Ma se l’abbigliamento delle contadine toscane nel corso del Settecento presenta qualche innovazione e arricchimento, quello delle parigine appare investito da una vera rivoluzione. Tra Sei e Settecento esso era costituito da gonna, talvolta accompagnata da una o più sottogonne, camicia, grembiule, mantello, cuffia o qualche altra protezione per il capo. Come quello delle contadine era insomma diviso in due all’altezza della vita, secondo un uso che si era delineato a partire dal Cinquecento75. Negli anni a cavallo tra XVII e XVIII secolo, tuttavia, erano meno della metà gli inventari di popolane che registravano corpetti e corsetti: i loro corpi apparivano dunque abbastanza sciolti, diversamente da quello che accadeva alle donne ricche strette nei loro bustini76. E se tutte avevano le calze, a giudicare dagli inventari quelle che disponevano di un paio di scarpe erano una minoranza.

Gli abiti erano prevalentemente di lana, la biancheria e i grembiuli di lino o di canapa. Il cotone era ancora raro e, tra le popolane, era rara anche la seta, che invece era presente nei guarda­roba dei ricchi, maschi e femmine. I colori erano scuri: neri, grigi e marroni. A quest’epoca peraltro il nero era il colore più usato anche da nobildonne, gentiluomini e, in misura anche maggiore, borghe­si: a Parigi tra Sei e Settecento neppure i ricchi erano variopinti. Essi si distinguevano soprattutto per il fatto di avere molti capi bianchi.

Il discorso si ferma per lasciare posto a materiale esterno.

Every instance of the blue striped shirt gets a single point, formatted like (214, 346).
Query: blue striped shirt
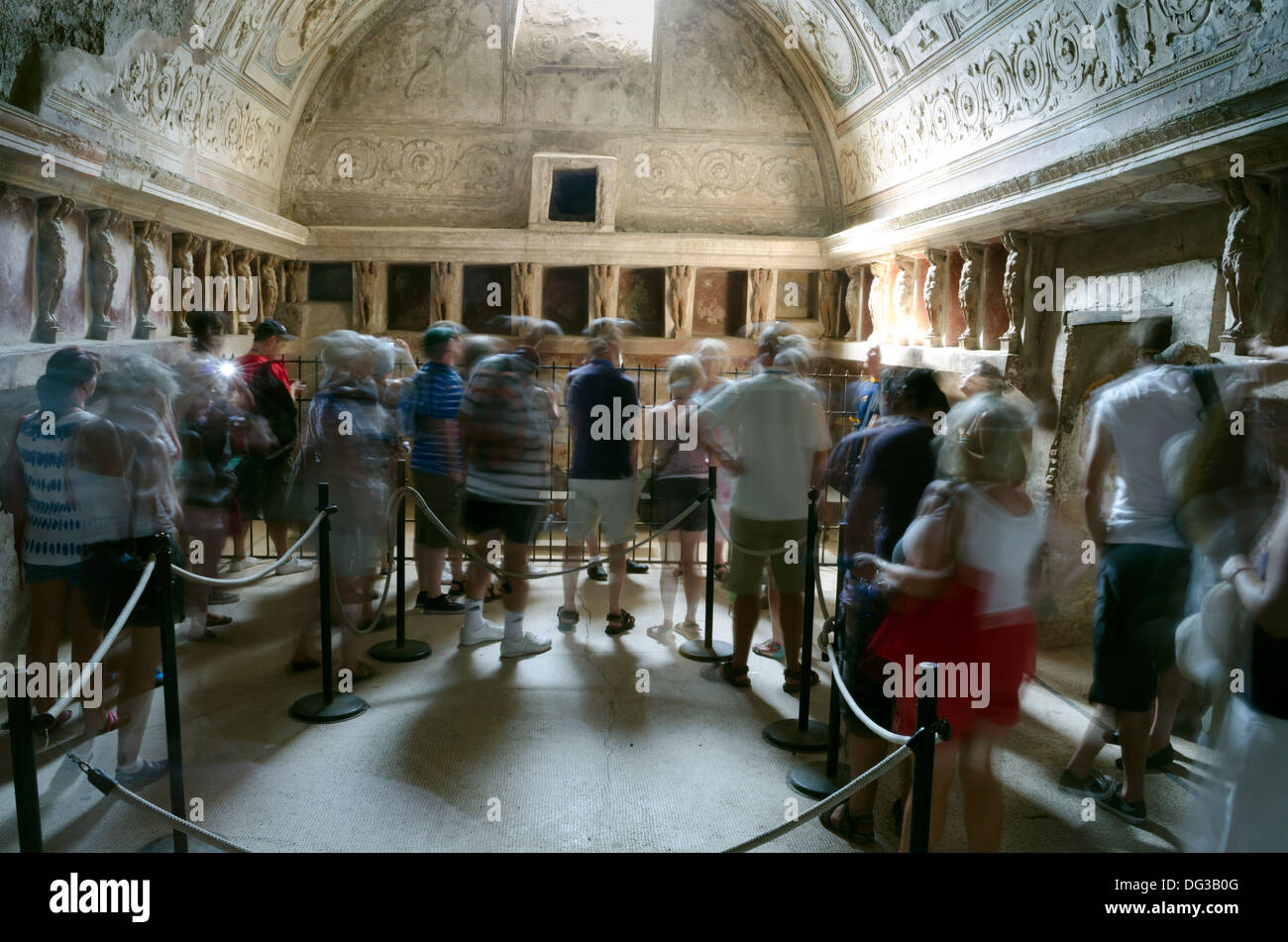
(437, 391)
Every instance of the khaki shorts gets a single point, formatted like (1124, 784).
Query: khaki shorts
(745, 568)
(593, 502)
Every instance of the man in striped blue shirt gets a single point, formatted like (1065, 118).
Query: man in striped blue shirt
(437, 470)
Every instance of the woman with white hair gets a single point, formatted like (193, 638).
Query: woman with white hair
(348, 440)
(681, 477)
(961, 598)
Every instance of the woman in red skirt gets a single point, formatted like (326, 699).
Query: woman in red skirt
(960, 598)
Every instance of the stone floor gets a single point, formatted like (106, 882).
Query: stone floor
(563, 749)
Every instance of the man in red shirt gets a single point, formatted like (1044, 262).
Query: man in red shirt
(263, 478)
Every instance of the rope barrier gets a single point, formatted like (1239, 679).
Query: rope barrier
(854, 708)
(110, 786)
(101, 652)
(248, 579)
(889, 762)
(505, 575)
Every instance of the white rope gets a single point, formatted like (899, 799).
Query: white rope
(505, 575)
(248, 579)
(143, 804)
(854, 708)
(95, 659)
(827, 803)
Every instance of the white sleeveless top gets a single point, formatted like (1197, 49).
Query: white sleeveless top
(1000, 545)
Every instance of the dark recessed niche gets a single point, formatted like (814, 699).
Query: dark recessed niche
(408, 296)
(331, 282)
(572, 194)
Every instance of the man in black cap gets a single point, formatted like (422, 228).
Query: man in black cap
(263, 478)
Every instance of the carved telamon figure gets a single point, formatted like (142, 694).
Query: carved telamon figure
(102, 271)
(1241, 258)
(365, 295)
(761, 297)
(442, 289)
(51, 263)
(243, 262)
(523, 287)
(1124, 58)
(828, 284)
(1017, 245)
(184, 249)
(905, 286)
(855, 278)
(880, 270)
(603, 279)
(269, 278)
(145, 270)
(679, 314)
(967, 292)
(932, 293)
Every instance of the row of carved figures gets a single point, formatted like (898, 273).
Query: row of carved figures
(220, 259)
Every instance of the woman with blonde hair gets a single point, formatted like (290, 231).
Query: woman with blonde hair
(961, 598)
(681, 477)
(713, 357)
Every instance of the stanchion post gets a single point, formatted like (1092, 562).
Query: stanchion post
(708, 649)
(922, 745)
(22, 747)
(804, 735)
(163, 576)
(326, 706)
(399, 649)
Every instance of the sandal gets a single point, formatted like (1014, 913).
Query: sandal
(793, 680)
(568, 618)
(855, 830)
(735, 678)
(690, 631)
(619, 623)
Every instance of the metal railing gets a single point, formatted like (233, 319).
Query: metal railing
(835, 390)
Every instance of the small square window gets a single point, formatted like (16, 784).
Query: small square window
(572, 194)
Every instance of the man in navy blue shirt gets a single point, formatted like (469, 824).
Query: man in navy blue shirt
(430, 417)
(605, 420)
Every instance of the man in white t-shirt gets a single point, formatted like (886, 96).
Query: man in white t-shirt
(780, 447)
(1144, 564)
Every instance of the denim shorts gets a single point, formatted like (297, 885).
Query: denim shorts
(37, 573)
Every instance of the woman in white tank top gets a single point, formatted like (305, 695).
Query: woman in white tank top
(961, 600)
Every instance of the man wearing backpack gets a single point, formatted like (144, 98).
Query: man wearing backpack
(1144, 563)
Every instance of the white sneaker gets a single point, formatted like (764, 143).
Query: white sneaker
(240, 563)
(483, 635)
(528, 645)
(292, 565)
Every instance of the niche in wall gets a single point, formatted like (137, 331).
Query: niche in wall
(640, 295)
(719, 301)
(408, 296)
(566, 297)
(487, 299)
(331, 282)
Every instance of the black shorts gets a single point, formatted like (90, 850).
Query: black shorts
(446, 497)
(677, 493)
(1140, 598)
(262, 485)
(518, 523)
(868, 691)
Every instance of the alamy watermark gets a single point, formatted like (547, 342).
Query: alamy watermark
(635, 424)
(1096, 292)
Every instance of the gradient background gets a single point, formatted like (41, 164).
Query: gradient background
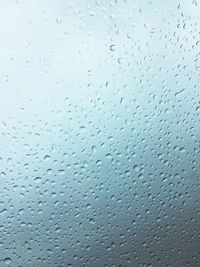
(99, 133)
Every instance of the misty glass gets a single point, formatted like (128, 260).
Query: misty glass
(99, 133)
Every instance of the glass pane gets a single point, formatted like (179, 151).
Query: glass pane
(99, 133)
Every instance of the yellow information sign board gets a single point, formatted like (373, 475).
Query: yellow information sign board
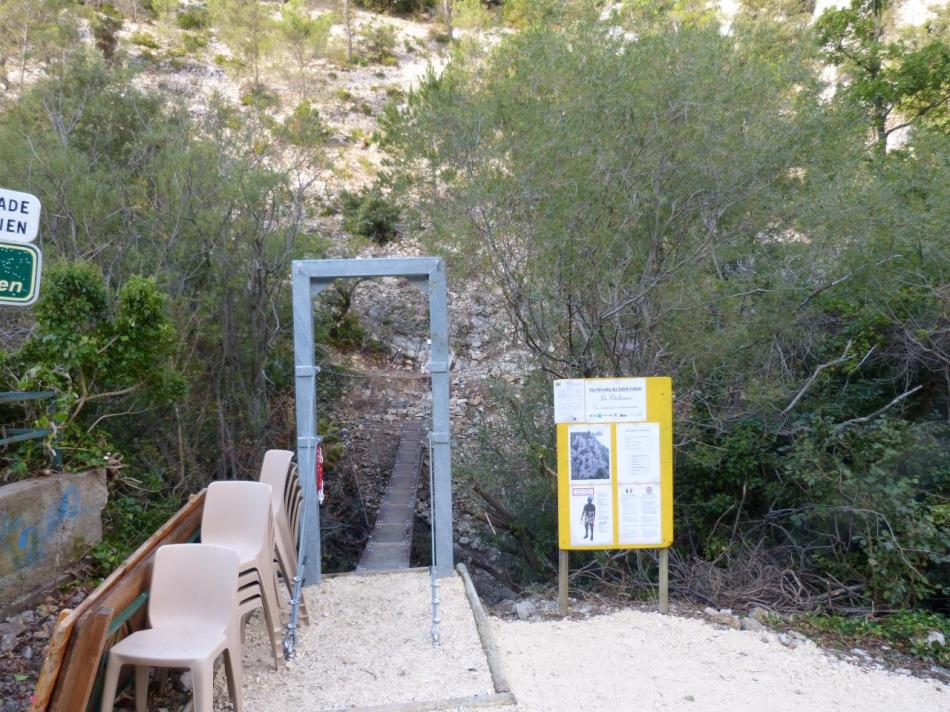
(614, 462)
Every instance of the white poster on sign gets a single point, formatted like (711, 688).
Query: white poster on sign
(569, 401)
(639, 514)
(589, 457)
(19, 216)
(592, 520)
(615, 400)
(638, 452)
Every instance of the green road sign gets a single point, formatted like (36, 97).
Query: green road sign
(20, 267)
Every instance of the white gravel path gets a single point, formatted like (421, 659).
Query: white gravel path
(368, 644)
(634, 660)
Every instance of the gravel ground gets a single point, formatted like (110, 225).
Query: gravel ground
(368, 644)
(637, 660)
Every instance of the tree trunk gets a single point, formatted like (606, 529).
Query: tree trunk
(447, 14)
(347, 20)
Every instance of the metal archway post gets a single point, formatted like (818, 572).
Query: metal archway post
(310, 277)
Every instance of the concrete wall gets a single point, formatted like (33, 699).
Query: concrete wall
(45, 524)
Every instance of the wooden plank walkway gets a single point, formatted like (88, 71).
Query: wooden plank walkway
(390, 543)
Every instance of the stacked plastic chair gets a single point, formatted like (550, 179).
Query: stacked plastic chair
(238, 515)
(202, 594)
(191, 611)
(278, 471)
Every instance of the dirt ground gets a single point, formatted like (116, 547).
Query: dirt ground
(368, 644)
(636, 660)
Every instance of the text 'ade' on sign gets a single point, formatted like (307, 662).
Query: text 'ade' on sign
(19, 216)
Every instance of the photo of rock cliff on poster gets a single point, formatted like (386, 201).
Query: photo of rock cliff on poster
(589, 458)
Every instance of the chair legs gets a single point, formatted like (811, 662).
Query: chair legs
(109, 685)
(235, 677)
(141, 688)
(202, 679)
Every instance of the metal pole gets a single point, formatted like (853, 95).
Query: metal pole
(564, 561)
(305, 377)
(433, 578)
(664, 580)
(441, 428)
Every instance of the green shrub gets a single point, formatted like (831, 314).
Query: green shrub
(471, 15)
(194, 18)
(105, 31)
(904, 631)
(368, 214)
(193, 42)
(396, 7)
(128, 520)
(144, 39)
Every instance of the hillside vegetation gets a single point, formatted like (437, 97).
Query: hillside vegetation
(759, 210)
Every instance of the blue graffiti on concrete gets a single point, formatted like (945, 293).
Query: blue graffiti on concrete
(31, 536)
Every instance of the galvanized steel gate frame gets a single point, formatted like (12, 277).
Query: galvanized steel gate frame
(310, 277)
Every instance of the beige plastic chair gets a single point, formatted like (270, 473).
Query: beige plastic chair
(192, 611)
(238, 515)
(275, 471)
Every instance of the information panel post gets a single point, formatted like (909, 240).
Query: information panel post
(615, 468)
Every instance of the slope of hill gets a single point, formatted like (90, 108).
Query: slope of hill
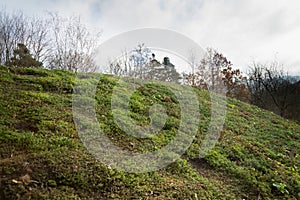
(42, 157)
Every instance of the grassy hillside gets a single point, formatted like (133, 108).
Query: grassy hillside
(42, 157)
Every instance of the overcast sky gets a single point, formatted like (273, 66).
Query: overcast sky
(243, 30)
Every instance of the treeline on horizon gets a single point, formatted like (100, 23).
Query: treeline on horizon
(54, 42)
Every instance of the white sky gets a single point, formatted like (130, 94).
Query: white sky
(243, 30)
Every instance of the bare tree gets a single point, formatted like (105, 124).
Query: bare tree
(17, 29)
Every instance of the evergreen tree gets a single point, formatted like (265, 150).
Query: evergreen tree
(23, 58)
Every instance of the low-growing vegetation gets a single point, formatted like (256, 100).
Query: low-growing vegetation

Nel corso del XVIII secolo, tuttavia, si moltiplicano i vestiti interi, si diffondono i corsetti. Compaiono camicette, casacchine e mantelline. Fisciù e altri ornamenti sostituiscono il vecchio fazzoletto da collo. La lana cede il passo al cotone e la seta si diffonde. Le scarpe compaiono ai piedi di tutte. Le donne si tingono di blu, di giallo, di verde, di bianco, di tutta una serie di sfumature di colori chiari. Se i borghesi, uomini e donne, continuano a prediligere il contrasto bianco/nero, il popolo, così come la nobiltà, a fine Settecento ha un abbigliamento meno cupo, più allegro e vivace77.